FAQ

Frequently Asked Questions (FAQ)

Common questions and answers about GraphBrew.

General Questions

What is GraphBrew?

GraphBrew is a graph processing benchmark framework that combines:

18 vertex reordering algorithms (IDs 0-17) for cache optimization
5 automated benchmarks (PageRank, BFS, CC, SSSP, BC), plus Triangle Counting available
ML-powered algorithm selection via AdaptiveOrder
Leiden community detection integration

Who should use GraphBrew?

Researchers studying graph algorithms and cache optimization
Engineers optimizing graph processing pipelines
Students learning about graph algorithms
Data scientists working with network data

What makes GraphBrew different?

Comprehensive: 18 reordering algorithms in one framework
ML-powered: AdaptiveOrder learns which algorithm works best
Modern: Leiden community detection integration
Practical: Based on GAP Benchmark Suite standards

Installation Questions

What are the requirements?

Linux or macOS
GCC 7+ with C++17 support
Make
Python 3.8+ (optional, for scripts - no pip dependencies required)
At least 4GB RAM (more for large graphs)

How do I install on Ubuntu?

sudo apt-get update
sudo apt-get install build-essential git
git clone https://github.com/UVA-LavaLab/GraphBrew.git
cd GraphBrew
make all

How do I install on macOS?

xcode-select --install
brew install gcc
git clone https://github.com/UVA-LavaLab/GraphBrew.git
cd GraphBrew
make all CXX=g++-13

The build fails. What should I check?

GCC version: g++ --version (need 7+)
C++17 support: g++ -std=c++17 --version
OpenMP: echo '#include <omp.h>' | g++ -fopenmp -x c++ - -c

See Installation for detailed troubleshooting.

Usage Questions

How do I run a simple benchmark?

./bench/bin/pr -f graph.el -s -n 3

What does each option mean?

Option	Meaning
`-f graph.el`	Input file
`-s`	Make undirected (symmetrize)
`-n 3`	Run 3 trials
`-o 7`	Use algorithm 7 (HUBCLUSTERDBG)

Which reordering algorithm should I use?

Situation	Recommendation
Don't know	`-o 14` (AdaptiveOrder)
Social network	`-o 15` (LeidenOrder)
General purpose	`-o 7` (HUBCLUSTERDBG)
Large graph	`-o 17` (LeidenCSR)
Baseline	`-o 0` (no reordering)

How do I know which algorithm is best for my graph?

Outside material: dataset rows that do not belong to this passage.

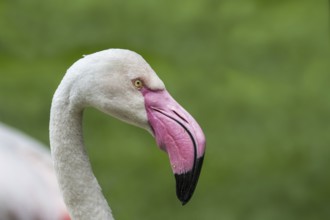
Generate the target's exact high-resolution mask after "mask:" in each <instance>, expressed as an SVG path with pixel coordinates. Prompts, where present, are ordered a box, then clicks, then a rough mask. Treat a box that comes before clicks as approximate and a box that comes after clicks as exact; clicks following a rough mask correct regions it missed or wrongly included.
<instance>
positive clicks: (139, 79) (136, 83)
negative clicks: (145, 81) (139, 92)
mask: <svg viewBox="0 0 330 220" xmlns="http://www.w3.org/2000/svg"><path fill="white" fill-rule="evenodd" d="M133 85H134V86H135V87H136V88H137V89H141V88H142V87H143V82H142V80H140V79H135V80H133Z"/></svg>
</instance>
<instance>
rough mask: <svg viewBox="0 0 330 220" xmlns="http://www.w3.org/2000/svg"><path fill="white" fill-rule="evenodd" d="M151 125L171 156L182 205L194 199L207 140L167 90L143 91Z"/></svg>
mask: <svg viewBox="0 0 330 220" xmlns="http://www.w3.org/2000/svg"><path fill="white" fill-rule="evenodd" d="M142 94H143V96H144V99H145V107H146V111H147V116H148V121H149V125H150V127H151V130H152V132H153V134H154V136H155V138H156V142H157V144H158V146H159V147H160V148H161V149H162V150H164V151H165V152H167V153H168V156H169V159H170V163H171V167H172V171H173V173H174V175H175V179H176V193H177V197H178V199H179V200H180V201H181V202H182V205H184V204H186V203H187V202H188V201H189V200H190V198H191V197H192V195H193V193H194V191H195V188H196V185H197V182H198V178H199V175H200V171H201V168H202V164H203V158H204V152H205V137H204V134H203V131H202V129H201V128H200V126H199V125H198V123H197V122H196V121H195V119H194V118H193V117H192V116H191V115H190V114H189V113H188V112H187V111H186V110H185V109H184V108H183V107H181V106H180V105H179V104H178V103H177V102H176V101H175V100H174V99H173V98H172V97H171V95H170V94H169V93H168V92H167V91H166V90H159V91H151V90H147V89H144V90H143V91H142Z"/></svg>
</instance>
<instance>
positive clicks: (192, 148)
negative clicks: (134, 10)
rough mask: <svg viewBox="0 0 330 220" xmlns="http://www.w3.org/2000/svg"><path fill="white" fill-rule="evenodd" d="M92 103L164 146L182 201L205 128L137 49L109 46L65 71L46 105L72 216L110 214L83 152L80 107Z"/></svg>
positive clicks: (102, 214) (54, 150)
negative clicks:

Run multiple algorithms and compare:

for algo in 0 7 14 15 17; do
    echo "=== Algorithm $algo ==="
    ./bench/bin/pr -f graph.el -s -o $algo -n 3
done

Or use AdaptiveOrder (-o 14) to auto-select.

What graph formats are supported?

Format	Extension	Example
Edge list	`.el`	`0 1`
Weighted	`.wel`	`0 1 2.5`
Matrix Market	`.mtx`	Standard MTX
DIMACS	`.gr`	Road networks

See Supported-Graph-Formats for details.

Performance Questions

Why is reordering slow?

Reordering is preprocessing that pays off over multiple algorithm runs:

Operation	Time
Load graph	1x
Reorder	0.5-2x
Benchmark	0.7-0.9x (faster!)

For repeated analyses, reorder once, save, reuse.

How much speedup should I expect?

Typical improvements:

Graph Type	PageRank	BFS	TC
Social	1.2-1.5x	1.1-1.3x	1.5-3x
Web	1.3-1.8x	1.2-1.4x	2-4x
Road	1.0-1.1x	1.0-1.1x	1.1-1.3x

Why is my graph loading slowly?

Large file: Use binary format

./bench/bin/converter -f graph.el -s -b graph.sg
./bench/bin/pr -f graph.sg -n 3

Text parsing: MTX/EL requires parsing; binary is instant
Memory: Ensure sufficient RAM

How can I make benchmarks faster?

Use binary graphs for repeated runs
Tune thread count: export OMP_NUM_THREADS=8
Use NUMA binding: numactl --cpunodebind=0
Reduce trials during development: -n 1

Algorithm Questions

What is Leiden community detection?

Leiden is a community detection algorithm that finds densely connected groups of vertices. It improves on the popular Louvain algorithm with:

Guaranteed connected communities
Better quality partitions
Faster convergence

GraphBrew uses Leiden to guide reordering decisions.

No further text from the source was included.